Establishing two systems to study MAIT cell responses during bacterial infection

Abstract

Mucosal-associated invariant T (MAIT) cells are a population of innate-like T cells, which are abundant in humans and also present in many mammals, including mice [1]. MAIT cells express semi-invariant T cell receptors (TCR) are activated by recognizing microbial vitamin B2 (riboflavin) metabolites presented on non-classical major histocompatibility complex (MHC) class I related protein 1 (MR1) [1-6]. Upon activation, MAIT cells can either directly kill infected cells or secrete IFN, IL-17, TNF and other functional molecules that enhance the anti-microbial activity of other immune cells [7, 8]. These characteristics suggest an important role played by MAIT cells in anti-bacterial immunity in mammals.

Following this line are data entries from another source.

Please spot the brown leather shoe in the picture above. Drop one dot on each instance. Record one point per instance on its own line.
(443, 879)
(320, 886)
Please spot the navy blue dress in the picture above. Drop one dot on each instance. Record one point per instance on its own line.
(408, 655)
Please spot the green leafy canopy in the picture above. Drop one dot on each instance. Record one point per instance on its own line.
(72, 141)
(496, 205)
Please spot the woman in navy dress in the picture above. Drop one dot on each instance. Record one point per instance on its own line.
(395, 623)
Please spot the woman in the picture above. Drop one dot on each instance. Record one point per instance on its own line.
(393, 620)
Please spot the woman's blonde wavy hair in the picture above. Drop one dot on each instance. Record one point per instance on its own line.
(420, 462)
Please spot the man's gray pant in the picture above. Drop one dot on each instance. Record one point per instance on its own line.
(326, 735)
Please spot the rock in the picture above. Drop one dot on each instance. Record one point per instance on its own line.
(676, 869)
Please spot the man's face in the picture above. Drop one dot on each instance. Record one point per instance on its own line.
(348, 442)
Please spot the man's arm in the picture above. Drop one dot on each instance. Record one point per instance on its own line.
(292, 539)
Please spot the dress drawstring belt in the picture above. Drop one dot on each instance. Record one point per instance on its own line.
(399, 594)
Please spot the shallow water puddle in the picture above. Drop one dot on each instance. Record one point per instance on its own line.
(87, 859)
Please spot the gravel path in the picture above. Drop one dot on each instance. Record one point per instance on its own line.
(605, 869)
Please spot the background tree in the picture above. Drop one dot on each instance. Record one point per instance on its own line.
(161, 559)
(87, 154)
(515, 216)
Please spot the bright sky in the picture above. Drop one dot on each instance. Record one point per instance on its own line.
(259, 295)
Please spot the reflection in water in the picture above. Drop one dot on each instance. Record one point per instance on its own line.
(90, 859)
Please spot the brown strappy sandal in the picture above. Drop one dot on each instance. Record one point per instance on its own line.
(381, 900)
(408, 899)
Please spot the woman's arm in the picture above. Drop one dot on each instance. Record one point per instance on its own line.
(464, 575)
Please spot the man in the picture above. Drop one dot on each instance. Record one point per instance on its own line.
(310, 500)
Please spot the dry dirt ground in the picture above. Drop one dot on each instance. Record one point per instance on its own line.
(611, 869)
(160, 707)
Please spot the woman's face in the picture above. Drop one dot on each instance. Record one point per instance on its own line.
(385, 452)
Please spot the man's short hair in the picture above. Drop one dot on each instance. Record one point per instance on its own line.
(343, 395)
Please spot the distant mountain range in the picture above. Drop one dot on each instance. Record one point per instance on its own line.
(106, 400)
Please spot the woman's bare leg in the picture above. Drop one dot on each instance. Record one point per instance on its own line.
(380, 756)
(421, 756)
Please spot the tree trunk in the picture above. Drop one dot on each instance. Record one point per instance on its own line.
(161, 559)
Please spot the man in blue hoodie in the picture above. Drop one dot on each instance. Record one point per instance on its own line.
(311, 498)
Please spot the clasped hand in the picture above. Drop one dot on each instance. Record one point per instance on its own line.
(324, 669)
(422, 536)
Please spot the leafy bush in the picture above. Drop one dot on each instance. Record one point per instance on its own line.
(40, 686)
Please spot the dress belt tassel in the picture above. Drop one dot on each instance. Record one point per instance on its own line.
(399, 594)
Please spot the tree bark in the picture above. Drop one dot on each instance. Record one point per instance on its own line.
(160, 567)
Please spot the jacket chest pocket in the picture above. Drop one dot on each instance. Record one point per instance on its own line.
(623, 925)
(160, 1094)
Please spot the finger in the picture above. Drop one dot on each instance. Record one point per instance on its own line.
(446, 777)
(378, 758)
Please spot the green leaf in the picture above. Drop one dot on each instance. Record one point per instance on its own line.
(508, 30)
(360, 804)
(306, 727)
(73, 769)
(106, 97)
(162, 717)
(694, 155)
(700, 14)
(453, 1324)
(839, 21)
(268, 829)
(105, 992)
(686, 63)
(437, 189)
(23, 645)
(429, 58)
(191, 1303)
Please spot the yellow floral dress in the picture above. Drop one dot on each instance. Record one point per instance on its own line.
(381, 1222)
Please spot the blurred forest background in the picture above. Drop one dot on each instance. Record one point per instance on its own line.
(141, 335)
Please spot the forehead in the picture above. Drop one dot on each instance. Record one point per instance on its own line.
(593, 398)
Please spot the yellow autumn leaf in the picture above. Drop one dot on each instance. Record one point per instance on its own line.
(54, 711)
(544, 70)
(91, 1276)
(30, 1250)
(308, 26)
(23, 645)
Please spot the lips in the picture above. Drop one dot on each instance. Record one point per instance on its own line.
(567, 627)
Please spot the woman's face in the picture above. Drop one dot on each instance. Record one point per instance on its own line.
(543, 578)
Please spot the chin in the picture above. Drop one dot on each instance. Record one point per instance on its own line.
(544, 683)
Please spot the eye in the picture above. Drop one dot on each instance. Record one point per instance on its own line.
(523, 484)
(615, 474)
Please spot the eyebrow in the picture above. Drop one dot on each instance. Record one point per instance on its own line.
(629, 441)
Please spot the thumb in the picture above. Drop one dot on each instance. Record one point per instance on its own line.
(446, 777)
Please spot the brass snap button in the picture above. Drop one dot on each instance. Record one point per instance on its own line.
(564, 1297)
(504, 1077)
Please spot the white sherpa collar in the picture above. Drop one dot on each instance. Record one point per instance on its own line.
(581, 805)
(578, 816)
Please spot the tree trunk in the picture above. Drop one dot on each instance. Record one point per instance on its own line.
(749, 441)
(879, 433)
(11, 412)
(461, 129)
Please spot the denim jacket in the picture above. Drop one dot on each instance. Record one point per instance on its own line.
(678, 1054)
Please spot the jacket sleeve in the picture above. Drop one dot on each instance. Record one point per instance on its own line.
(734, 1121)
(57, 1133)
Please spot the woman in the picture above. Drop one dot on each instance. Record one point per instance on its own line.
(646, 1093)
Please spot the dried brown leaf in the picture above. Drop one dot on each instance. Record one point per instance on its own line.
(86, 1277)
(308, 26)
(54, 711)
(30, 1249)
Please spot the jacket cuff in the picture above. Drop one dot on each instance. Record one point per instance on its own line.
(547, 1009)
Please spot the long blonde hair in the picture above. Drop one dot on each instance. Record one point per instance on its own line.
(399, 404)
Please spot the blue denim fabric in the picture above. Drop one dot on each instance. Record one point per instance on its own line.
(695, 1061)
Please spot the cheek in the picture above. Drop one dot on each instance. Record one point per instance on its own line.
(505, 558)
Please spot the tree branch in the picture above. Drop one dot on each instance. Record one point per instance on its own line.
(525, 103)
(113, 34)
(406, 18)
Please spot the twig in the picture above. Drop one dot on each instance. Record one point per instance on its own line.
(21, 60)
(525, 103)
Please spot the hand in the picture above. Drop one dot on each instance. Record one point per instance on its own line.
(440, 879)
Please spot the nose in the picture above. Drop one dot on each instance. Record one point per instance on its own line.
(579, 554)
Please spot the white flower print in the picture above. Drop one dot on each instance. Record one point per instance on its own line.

Bacterial infections are major problems in clinical settings. While MAIT cells have shown antibacterial properties, clinically relevant in vivo animal models have not been extensively developed for further exploration of the mechanisms of MAIT cell protection. Using three clinically common bacteria; Klebsiella pneumoniae, Staphylococcus aureus, and Escherichia coli, this study established bacterial peritonitis models in mice for MAIT cell research. The three bacteria were all able to produce antigens that stimulate MAIT cells in vitro. For mouse infection models, the optimal dose of K. pneumoniae for inducing productive but nonlethal infection was not established in this study. S. aureus and E. coli peritonitis incurred mild and robust MAIT cell responses in vivo, respectively. Further experiments with E. coli peritonitis showed that MAIT cells accumulated in the intraperitoneal cavity, the spleen and liver, which contributed to bacteria control. The finding suggests possible MAIT cell-based treatments in clinical conditions.

While in vitro studies have shown that MAIT cells can be stimulated by various types of cells upon infection, there have been few investigations into how MAIT cells are activated in vivo. In the second project presented in this thesis, the contributions of antigen presenting cells (APCs) in initiating activation in MAIT cells was studied with Francisella tularensis infection. We found that APCs were burdened with bacteria in the early phase of infection. With an ex vivo cellular co-culture assay was specifically optimized for assessing MAIT cell activation induced by the F. tularensis burdened APCs, we found that alveolar macrophages contributed to the best activation of MAIT cells in an MR1 dependent manner. Other cell subsets: monocytes, neutrophils and dendritic cells were also capable of inducing a mild activation.

In summary, the present study helped optimize two novel systems for MAIT cell research. With the ex vivo cellular co-culture system, this thesis contributes to understanding how APCs activate MAIT cells in vivo upon bacterial infection. With the in vivo peritonitis models, this study introduces clinically relevant bacteria to the current MAIT cell research in mice, and ultimately to inform and complement clinical research. It is hoped that the insights gained from this study could be of assistance to current research methods and to achieve a better understanding of MAIT cell responses during bacterial infection.